After checking several manufacture website and reviews I found this little beauty, ABIT IP35 Pro. The IP35 Pro is ABIT’s top line motherboard built around the Intel P35 chipset, which supports today’s latest processors and has the ability to address 8 GB of memory (about time really, Windows x64 here I come), sure to keep any enthusiast happy… Well that’s what I thought until reading this review.
"...a few corners cut, for example while the board does offer dual Gigabit LAN controllers both use the PCI bus."
First off, PCI should be taken out the back and shot! The devices I am interested in are all available on PCI Express interfaces. I consider PCI to be an obsolete architecture and, short of the backwards compatibility argument, the only reason we keep it around is because the devices are cheap.

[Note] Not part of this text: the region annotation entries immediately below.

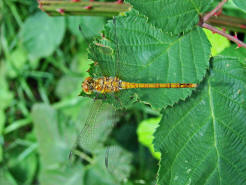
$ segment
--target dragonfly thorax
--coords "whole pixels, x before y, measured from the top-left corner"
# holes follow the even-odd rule
[[[122,81],[117,77],[92,78],[87,77],[82,84],[82,89],[86,94],[111,93],[121,89]]]

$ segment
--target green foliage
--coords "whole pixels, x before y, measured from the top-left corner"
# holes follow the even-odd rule
[[[47,57],[60,45],[65,32],[64,18],[38,12],[23,24],[20,37],[32,58]]]
[[[104,18],[54,18],[36,1],[0,1],[0,184],[152,185],[158,167],[159,184],[245,184],[245,49],[197,26],[219,1],[129,2],[101,38]],[[246,15],[233,3],[223,13]],[[210,58],[209,41],[222,56]],[[77,96],[89,65],[94,77],[199,87],[91,95],[102,99],[93,103]],[[101,101],[128,109],[112,117]],[[88,115],[92,145],[73,148]]]
[[[222,37],[219,34],[214,34],[210,30],[203,29],[206,33],[209,42],[212,45],[211,53],[212,56],[216,56],[221,53],[225,48],[230,46],[230,42],[227,38]]]
[[[101,69],[94,76],[118,76],[124,81],[141,83],[199,83],[206,74],[210,44],[198,27],[184,35],[171,36],[132,11],[117,17],[115,24],[106,25],[104,35],[107,39],[90,47],[90,57],[98,61]],[[116,51],[105,53],[102,48],[108,47]],[[138,95],[140,101],[162,108],[184,100],[191,92],[192,89],[133,89],[117,96],[122,105],[129,105],[130,97]],[[115,97],[106,96],[115,101]]]
[[[154,145],[160,184],[244,184],[246,71],[216,57],[186,102],[165,110]]]
[[[144,146],[147,146],[152,155],[156,157],[157,159],[160,159],[161,155],[159,152],[154,151],[154,132],[156,128],[159,125],[161,118],[150,118],[147,120],[142,121],[139,123],[137,134],[138,134],[138,140],[140,143],[142,143]]]
[[[163,32],[179,34],[192,30],[199,22],[199,15],[204,13],[212,0],[128,0],[148,21]],[[160,16],[161,15],[161,16]]]
[[[233,0],[233,2],[238,8],[246,12],[246,2],[244,0]]]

So why is PCI (in particular PCI revision 2.3 – 32bit, 33MHz, as found on the Intel ICH9) dead to me? Bandwidth - with HD DVD/TV, Dolby 7.1, DirectX 10 Graphics cards and Gigabit demanded for the media rich experience on computers these days device interconnectors limited to 133MB/s just seems daft! The math is simple – there just isn’t enough room to move all that data around, look at the diagram below?

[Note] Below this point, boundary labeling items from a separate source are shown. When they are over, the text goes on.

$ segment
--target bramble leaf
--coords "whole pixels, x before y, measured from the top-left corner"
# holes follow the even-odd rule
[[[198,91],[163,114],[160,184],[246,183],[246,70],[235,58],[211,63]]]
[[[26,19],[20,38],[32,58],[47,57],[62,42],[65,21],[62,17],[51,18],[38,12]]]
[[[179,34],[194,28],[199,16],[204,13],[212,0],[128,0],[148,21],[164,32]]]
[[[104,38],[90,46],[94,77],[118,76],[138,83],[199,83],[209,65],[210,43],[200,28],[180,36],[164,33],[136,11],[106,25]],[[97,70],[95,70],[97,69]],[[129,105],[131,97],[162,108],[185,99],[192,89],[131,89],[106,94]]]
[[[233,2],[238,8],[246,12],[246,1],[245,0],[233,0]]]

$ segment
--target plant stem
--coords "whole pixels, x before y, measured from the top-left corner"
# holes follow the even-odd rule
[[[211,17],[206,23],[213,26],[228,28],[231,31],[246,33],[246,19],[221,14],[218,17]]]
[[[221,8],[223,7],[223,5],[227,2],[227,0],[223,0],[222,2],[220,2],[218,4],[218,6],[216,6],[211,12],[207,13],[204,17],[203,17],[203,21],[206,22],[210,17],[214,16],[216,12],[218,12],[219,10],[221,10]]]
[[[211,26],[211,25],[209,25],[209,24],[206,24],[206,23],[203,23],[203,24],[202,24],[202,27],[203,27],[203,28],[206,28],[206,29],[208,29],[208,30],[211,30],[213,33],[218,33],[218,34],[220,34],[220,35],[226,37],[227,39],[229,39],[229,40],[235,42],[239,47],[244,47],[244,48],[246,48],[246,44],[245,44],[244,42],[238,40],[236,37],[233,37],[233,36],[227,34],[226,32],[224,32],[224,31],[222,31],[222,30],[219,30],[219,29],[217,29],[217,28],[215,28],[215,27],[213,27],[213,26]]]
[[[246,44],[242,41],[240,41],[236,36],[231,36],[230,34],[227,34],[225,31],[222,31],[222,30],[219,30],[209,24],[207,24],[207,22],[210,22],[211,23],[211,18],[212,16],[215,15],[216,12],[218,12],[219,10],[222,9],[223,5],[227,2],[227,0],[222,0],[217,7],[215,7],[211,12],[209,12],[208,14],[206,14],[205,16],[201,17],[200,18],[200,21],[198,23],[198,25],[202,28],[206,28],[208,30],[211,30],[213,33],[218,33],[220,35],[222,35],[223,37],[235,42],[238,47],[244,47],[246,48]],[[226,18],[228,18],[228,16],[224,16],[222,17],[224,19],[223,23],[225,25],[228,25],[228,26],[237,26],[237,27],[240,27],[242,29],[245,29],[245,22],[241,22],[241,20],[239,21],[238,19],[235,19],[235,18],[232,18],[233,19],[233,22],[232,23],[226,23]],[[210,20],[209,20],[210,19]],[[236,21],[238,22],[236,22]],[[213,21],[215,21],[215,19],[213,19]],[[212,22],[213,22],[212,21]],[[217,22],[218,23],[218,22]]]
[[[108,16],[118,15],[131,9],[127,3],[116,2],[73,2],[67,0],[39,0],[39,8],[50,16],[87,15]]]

You could argue that bottlenecks on other interfaces would be reached, disk transfer speeds, before you see limits on PCI devices, however with the ability to address 8 GB of RAM and high-performance SATA RAID controllers coming down in price the limiting factor in system performance is already PCI devices.
What are your options if you ‘must’ keep that SLI Voodoo2 setup in your system? PCI-X. PCI-X is an enhanced version of PCI, it has a 64bit bus and supports speeds of 133MHz giving it a total bandwidth of 1064MB/s. PCI-X has backwards compatibility for most 3.3Volt PCI cards but don’t think you will get any higher frame rates due to the 64bit bus or increase speed of the bus, you will still be limited by the PCI card. Currently the only 3 series Intel chipset available with PCI-X is the Supermicro C2SBX which is built around the Intel X38 chipset and only supports DDR3 memory.

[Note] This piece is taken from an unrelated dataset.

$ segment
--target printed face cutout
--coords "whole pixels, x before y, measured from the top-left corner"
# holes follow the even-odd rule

The ABIT board I have attacked in this post is not alone. Really the issue here is with the chip ABIT and other manufacturers use to provide on-board controller network, the Realtek RTL8110SC. This chip is designed to only connect to a PCI bus which means that, not only does the existing P35 offering from ABIT suffer from this problem, but the new ABIT IX38-Max, ‘workstation’ class motherboard, the will have the same problem, along with other manufactures such as ASUS, Gigabyte and Foxconn.
For the moment I am still undecided which motherboard I will finally purchase for my new rig, hopefully I will find one with no PCI interfaces at all, somewhat of a pipe dream I feel.